Pinky Agnew, MNZM is an actor, author, social commentator, and wedding celebrant based in Wellington in New Zealand. She has been a full-time performer and entertainer since 1990. In 2004 Pinky appeared in the New Year's Honours list, becoming a member of the New Zealand Order of Merit (MNZM) for her services to entertainment.

John Renata Broughton is a New Zealand academic. He is Māori, of Ngāi Tahu and Ngāti Kahungunu descent, and since 2012 has been a full professor at the University of Otago.
Marcus Campbell is a writer, painter and sculptor.

Sarah Delahunty is a New Zealand writer and director who was born in Wellington. An award-winning playwright, Delahunty has written over 30 plays, often focussing on works for youth.

Briar Grace-Smith is a writer of scripts, screenplays and short stories from New Zealand. She has worked as an actor and writer with the Maori theatre cooperative Te Ohu Whakaari and Maori theatre company He Ara Hou. Early plays Don't Call Me Bro and Flat Out Brown, were first performed at the Taki Rua Theatre in Wellington in 1996. Waitapu, a play written by Grace-Smith, was devised by He Ara Hou and performed by the group on the Native Earth Performing Arts tour in Canada in 1996.

Sir Roger Leighton Hall is one of New Zealand's most successful playwrights, arguably best known for comedies that carry a vein of social criticism and feelings of pathos.

Ralph McCubbin Howell is a Wellington-based New Zealand playwright and actor. He was the recipient of the 2014 Bruce Mason Playwriting Award. His work The Devil's Half Acre was commissioned and produced by the 2016 New Zealand International Festival of the Arts.

Oscar Vai To'elau Kightley is a Samoan-born New Zealand actor, television presenter, writer, journalist, director, and comedian. He acted in and co-wrote the successful 2006 film Sione's Wedding.

Renee Wen-Wei Liang is a New Zealand paediatrician, poet, essayist, short story writer, playwright, librettist, theatre producer and medical researcher.

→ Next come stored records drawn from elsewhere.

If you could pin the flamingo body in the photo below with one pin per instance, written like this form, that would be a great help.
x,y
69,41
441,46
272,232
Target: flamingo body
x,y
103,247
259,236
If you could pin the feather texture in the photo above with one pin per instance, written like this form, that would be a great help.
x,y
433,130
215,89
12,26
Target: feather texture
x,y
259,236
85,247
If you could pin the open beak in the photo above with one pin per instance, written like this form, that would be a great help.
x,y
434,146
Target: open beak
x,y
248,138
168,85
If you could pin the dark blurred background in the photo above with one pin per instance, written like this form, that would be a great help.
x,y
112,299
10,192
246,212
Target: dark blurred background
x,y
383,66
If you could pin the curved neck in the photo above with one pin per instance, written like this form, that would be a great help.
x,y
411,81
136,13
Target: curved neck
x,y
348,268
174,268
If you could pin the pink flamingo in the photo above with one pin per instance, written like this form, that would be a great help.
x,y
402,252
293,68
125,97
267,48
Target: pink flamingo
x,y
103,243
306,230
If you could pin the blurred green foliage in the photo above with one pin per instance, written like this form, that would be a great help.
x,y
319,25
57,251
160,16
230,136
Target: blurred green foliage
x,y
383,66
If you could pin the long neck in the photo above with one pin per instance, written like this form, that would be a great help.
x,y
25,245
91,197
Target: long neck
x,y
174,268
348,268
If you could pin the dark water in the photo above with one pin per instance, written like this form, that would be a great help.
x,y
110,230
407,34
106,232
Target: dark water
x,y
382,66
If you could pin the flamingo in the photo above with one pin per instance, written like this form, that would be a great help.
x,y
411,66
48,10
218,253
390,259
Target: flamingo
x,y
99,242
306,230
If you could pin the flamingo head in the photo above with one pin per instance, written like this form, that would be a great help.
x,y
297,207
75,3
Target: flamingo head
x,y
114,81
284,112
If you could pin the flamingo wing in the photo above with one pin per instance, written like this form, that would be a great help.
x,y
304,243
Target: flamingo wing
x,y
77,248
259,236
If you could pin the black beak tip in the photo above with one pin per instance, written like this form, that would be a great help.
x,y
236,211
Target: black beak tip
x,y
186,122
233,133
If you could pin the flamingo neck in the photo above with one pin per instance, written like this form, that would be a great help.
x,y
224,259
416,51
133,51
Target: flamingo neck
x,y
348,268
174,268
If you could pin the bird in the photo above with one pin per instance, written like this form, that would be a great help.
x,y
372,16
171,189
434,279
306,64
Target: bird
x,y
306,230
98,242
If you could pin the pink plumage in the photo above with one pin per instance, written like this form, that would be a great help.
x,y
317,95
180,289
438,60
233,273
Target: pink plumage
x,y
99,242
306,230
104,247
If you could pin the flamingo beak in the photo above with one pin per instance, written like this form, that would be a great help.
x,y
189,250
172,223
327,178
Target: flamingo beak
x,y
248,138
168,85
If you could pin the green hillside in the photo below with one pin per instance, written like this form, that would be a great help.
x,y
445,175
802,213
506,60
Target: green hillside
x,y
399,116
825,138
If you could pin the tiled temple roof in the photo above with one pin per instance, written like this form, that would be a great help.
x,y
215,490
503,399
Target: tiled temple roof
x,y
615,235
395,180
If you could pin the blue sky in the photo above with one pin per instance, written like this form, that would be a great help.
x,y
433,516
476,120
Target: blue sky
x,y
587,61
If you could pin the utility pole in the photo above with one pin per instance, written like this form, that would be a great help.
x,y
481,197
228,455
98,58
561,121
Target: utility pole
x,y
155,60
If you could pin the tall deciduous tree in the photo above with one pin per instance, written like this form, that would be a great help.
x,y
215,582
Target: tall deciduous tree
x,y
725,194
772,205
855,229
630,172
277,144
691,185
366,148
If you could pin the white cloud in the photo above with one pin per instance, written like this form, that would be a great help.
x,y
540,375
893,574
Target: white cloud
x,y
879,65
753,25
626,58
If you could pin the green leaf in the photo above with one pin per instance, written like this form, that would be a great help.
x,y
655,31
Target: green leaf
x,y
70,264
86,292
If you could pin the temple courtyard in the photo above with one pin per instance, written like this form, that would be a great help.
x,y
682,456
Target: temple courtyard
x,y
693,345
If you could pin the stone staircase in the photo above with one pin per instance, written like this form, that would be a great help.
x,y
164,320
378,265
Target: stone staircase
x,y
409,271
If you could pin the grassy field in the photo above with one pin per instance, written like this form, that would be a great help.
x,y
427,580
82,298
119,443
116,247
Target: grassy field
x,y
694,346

She has been the recipient of several awards for her services to arts, science and medicine and is also noted for her services to the Chinese New Zealand community. She lives in Auckland.

Peter David Broughton, generally known as Rawiri Paratene, is a New Zealand stage and screen actor, director and writer. He is known for his acting roles in Whale Rider (2002) and The Insatiable Moon (2010).

Jacob Rajan is a Malaysian-born-New Zealand playwright and actor. His highly successful plays include the trilogy Krishnan's Dairy, The Candlestick Maker and The Pickle King. Another work was The Dentist's Chair. In 2002, he received the prestigious Laureate Art Award. All of Rajan's plays, except his first, Krishnan's Dairy, were originally produced for his theatre company, Indian Ink Theatre Company, and co-written with director/writer Justin Lewis, co-founder of Indian Ink.

Joan Rosier-Jones is a novelist, playwright, short story writer and nonfiction writer, and teacher. She completed a Teacher's- A Certificate in Christchurch Teacher's College in 1958–59 and a Bachelor of Arts majoring in History and English.

Fiona Samuel is a New Zealand writer, actor and director who was born in Scotland. Samuel's award-winning career spans theatre, film, radio and television.